The ultimate impact of our work will be the development of an exascale-ready high-fidelity combustion simulation suite of codes, i.e., low-Mach and compressible adaptive mesh refinement codes that accurately treat real gas effects, sprays, soot, and thermal radiation in real geometries. A second impact is the development of a framework for incorporating automated chemical mechanism reduction [based on theoretical chemistry with quantified uncertainties] that will enable drop-in chemistry tailored to specific science problems that we want to explore—i.e., the science underpinning the design of next-generation, fuel-efficient, clean-burning engines.
What new collaborations or partnerships have you formed through the ECP?
Our strongest collaboration is with the AMReX co-design center, which is providing us with the underlying adaptive mesh refinement capabilities that we’re using in both our low-Mach as well as compressible combustion codes. We’re also working with some of the visualization and software stack teams, including the Alpine visualization team and the Legion programming models team. Collaboration with the Legion team has enabled us to assess the ability of asynchronous dynamic task-based programming models to hide latencies on the node and across the network on heterogeneous machines, affecting the time to solution and scalability of the code in both weak and strong limits.
With a little reflection, what do you think are some of the immeasurable, intangible benefits of being part of the ECP?

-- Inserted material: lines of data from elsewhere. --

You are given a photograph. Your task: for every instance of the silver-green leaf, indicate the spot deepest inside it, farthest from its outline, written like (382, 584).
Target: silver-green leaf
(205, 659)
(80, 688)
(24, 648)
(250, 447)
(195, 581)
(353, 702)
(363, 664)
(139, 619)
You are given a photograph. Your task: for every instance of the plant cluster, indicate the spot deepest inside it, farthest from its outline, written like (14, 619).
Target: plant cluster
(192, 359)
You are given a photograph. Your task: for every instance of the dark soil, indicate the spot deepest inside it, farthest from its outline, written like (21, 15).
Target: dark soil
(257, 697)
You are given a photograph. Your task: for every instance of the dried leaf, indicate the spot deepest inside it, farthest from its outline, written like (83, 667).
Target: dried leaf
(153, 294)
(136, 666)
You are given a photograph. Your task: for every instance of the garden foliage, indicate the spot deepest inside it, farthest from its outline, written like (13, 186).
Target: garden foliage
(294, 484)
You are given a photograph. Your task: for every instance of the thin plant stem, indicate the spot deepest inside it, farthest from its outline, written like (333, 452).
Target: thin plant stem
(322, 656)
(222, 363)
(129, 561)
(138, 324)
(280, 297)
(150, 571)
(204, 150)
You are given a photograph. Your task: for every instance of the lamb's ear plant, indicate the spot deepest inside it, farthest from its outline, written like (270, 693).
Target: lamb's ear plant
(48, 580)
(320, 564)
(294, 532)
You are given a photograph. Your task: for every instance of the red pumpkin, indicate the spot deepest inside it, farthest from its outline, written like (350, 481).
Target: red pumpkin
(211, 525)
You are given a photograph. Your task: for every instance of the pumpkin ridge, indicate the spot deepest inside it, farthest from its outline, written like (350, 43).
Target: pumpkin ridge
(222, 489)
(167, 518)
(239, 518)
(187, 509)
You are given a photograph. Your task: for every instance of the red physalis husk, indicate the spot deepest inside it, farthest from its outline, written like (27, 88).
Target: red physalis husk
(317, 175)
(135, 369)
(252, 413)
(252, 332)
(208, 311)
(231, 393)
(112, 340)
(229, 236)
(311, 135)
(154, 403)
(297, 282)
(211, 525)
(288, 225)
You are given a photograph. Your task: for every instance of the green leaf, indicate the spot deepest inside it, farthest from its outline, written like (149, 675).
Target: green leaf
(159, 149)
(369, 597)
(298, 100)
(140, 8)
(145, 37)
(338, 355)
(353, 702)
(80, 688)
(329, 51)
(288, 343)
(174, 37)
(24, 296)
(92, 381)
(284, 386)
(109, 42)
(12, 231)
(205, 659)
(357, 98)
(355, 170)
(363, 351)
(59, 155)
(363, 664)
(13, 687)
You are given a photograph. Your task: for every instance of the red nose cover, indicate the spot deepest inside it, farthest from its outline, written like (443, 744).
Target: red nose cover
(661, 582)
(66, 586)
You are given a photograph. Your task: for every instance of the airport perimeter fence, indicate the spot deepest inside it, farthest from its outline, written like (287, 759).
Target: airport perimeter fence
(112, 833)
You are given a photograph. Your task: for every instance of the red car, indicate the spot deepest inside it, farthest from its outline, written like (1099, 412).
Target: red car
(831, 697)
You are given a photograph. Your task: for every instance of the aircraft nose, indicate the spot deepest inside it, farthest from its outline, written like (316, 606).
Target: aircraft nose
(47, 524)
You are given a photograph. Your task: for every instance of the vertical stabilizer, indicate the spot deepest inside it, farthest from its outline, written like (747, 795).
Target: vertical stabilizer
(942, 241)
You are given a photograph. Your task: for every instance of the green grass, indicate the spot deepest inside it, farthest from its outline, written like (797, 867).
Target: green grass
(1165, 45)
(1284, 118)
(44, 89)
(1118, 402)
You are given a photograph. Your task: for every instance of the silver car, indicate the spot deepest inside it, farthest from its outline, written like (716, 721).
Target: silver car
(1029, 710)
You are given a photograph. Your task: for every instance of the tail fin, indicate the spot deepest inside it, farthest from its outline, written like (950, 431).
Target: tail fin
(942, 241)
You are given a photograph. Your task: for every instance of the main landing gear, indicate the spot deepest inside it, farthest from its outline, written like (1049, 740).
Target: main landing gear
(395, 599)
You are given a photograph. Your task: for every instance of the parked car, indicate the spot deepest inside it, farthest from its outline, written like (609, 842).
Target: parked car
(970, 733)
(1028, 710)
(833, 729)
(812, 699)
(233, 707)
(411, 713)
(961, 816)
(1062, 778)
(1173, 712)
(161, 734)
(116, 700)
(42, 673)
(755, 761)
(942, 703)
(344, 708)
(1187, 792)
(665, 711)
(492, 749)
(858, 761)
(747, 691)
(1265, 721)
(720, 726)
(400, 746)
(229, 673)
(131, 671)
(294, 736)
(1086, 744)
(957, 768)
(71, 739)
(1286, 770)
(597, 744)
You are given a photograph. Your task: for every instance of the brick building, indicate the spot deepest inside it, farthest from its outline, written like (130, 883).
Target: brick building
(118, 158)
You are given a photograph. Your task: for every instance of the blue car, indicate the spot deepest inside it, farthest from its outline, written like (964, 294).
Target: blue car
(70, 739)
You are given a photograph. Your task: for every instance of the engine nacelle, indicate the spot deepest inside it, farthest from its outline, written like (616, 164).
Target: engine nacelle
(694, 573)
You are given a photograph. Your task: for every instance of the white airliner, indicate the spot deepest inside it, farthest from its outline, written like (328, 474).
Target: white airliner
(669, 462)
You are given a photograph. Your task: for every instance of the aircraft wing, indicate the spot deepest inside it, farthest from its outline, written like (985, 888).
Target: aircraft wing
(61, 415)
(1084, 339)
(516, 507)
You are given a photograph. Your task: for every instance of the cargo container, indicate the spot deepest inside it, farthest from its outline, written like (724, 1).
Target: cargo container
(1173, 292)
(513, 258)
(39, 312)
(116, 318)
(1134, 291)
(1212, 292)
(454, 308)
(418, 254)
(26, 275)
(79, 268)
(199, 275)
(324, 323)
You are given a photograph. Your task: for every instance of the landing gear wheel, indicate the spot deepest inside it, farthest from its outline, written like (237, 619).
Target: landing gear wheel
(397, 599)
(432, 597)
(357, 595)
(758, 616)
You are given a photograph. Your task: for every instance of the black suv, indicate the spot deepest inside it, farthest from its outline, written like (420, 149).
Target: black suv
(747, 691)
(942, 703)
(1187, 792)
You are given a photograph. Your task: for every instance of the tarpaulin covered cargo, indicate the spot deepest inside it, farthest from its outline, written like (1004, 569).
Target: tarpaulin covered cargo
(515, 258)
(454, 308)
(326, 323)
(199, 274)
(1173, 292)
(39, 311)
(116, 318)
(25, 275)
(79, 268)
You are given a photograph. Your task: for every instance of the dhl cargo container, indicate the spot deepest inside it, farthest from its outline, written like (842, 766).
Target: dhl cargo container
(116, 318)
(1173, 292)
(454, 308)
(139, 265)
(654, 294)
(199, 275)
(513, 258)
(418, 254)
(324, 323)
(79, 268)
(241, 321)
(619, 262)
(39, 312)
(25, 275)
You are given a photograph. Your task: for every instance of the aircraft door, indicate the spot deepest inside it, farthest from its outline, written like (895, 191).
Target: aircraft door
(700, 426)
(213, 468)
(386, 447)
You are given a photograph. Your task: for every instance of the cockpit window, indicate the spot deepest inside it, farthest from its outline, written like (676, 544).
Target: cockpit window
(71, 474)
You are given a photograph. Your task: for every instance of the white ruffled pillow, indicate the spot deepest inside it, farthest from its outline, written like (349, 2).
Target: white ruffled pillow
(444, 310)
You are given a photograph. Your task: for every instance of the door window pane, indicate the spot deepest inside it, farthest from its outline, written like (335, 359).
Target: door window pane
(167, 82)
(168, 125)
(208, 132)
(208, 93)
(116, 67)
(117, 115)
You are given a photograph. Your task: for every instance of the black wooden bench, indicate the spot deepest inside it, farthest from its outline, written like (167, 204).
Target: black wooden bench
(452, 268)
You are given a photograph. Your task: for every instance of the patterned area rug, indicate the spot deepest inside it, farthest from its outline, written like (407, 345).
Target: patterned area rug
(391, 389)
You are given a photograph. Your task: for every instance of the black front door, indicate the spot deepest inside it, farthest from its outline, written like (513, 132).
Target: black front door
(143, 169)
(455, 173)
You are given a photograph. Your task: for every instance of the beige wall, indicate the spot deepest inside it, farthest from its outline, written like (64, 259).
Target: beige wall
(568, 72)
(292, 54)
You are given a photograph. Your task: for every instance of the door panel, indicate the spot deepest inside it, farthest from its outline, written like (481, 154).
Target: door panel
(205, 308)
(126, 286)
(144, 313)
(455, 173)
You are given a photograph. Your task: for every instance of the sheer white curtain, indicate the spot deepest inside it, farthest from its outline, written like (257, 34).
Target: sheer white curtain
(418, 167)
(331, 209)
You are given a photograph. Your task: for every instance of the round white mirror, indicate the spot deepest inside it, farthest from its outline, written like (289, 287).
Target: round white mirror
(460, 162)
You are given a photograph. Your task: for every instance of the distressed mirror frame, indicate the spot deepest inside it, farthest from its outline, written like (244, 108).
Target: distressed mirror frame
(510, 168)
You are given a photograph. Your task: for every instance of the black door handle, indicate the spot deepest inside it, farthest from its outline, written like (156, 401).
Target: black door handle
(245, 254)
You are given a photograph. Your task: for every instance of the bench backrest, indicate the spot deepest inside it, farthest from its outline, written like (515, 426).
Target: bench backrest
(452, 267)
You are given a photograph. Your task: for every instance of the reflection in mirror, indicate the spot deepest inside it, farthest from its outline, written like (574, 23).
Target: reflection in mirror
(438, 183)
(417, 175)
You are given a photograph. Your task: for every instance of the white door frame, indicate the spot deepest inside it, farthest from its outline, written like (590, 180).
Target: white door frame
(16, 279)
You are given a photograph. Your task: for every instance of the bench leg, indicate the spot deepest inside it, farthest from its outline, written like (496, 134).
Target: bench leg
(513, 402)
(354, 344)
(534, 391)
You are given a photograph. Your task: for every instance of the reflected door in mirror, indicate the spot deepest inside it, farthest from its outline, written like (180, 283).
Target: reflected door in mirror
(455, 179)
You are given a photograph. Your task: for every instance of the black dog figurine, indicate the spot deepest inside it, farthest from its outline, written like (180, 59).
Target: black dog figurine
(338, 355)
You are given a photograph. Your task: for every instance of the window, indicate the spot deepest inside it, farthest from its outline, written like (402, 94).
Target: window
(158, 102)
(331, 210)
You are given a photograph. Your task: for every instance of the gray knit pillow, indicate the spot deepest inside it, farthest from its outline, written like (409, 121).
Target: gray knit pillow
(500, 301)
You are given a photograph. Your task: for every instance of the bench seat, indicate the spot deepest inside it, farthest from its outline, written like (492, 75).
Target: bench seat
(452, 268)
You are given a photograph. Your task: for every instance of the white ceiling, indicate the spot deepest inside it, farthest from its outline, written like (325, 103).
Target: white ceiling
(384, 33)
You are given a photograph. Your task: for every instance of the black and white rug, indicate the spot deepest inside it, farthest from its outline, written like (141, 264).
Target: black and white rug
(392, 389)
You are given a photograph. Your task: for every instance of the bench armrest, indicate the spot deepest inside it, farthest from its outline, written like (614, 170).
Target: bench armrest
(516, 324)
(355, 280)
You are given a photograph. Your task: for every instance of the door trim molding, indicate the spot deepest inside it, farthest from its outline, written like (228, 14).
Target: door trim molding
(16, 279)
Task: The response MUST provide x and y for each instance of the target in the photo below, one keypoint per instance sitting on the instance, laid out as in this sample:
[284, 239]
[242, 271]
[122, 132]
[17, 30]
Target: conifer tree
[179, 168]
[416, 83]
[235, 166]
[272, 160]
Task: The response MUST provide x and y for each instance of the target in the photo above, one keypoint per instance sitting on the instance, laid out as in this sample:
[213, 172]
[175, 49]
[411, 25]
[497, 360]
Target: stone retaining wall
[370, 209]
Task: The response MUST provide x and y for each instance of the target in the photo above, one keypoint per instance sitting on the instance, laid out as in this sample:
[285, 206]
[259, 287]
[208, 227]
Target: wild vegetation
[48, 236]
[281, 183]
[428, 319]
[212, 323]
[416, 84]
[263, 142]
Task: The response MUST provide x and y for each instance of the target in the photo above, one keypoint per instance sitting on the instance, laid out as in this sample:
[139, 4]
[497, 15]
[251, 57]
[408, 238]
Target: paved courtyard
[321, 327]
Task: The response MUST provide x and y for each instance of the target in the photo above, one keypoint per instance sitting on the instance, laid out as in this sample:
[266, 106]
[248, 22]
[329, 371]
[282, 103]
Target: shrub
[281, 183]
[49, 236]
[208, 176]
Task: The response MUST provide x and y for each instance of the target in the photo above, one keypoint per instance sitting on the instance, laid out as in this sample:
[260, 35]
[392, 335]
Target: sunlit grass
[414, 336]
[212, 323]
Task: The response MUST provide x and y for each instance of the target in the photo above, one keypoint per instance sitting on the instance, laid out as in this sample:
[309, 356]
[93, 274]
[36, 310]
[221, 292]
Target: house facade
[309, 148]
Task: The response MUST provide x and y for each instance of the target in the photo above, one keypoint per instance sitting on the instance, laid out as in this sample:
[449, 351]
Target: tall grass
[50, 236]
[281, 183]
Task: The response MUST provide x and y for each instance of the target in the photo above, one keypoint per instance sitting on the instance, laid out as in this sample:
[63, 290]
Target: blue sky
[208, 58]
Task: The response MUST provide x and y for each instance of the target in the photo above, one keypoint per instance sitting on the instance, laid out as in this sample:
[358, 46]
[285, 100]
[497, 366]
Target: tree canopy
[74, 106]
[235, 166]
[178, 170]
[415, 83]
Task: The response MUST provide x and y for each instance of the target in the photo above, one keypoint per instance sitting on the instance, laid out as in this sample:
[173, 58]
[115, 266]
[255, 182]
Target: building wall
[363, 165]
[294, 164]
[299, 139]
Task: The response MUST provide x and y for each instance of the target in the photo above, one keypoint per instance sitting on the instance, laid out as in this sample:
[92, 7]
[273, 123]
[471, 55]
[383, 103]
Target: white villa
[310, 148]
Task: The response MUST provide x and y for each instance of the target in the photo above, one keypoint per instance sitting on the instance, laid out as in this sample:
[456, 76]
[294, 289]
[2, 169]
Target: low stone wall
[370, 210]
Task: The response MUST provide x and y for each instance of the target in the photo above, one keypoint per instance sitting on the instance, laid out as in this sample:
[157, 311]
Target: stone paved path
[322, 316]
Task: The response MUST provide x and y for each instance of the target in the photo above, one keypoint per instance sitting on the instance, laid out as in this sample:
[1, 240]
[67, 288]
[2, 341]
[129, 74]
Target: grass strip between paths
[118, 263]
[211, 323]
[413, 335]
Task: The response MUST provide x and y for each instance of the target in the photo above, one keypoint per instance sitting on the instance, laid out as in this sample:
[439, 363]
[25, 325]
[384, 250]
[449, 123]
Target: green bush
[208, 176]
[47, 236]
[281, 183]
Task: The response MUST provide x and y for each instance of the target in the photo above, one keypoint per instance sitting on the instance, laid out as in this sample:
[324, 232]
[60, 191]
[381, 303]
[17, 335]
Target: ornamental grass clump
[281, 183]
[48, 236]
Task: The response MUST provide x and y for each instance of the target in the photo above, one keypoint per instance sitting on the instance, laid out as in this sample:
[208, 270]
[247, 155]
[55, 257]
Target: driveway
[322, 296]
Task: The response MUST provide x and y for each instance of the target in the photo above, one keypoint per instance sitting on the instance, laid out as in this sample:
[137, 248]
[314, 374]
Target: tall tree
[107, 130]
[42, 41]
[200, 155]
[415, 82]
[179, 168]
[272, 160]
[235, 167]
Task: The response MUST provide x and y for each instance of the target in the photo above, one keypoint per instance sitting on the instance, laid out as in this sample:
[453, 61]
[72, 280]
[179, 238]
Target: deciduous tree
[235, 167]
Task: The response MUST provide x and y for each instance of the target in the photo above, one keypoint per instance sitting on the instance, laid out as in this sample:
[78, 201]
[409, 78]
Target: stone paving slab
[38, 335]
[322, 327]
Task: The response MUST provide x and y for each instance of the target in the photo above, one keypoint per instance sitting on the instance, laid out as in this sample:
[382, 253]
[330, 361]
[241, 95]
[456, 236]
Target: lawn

One of the immeasurable, intangible benefits of being part of the ECP is the connection with other researchers—computer scientists, computational scientists, and applied mathematicians—that have a common goal. The interdisciplinary co-design approach is necessary to get to the exascale as the problem is too complex for a single PI to solve. And so I think the interaction with people with complementary expertise is definitely the greatest benefit of being part of the ECP.
What’s on the horizon for the Combustion-Pele project for the rest of 2018?
On the horizon for the Pele project in 2018 is to complete the compressible Pele AMR code including the embedded boundary and spray capabilities. We will run performance benchmarks and perform some science runs highlighting these new capabilities, hopefully by the end of the year.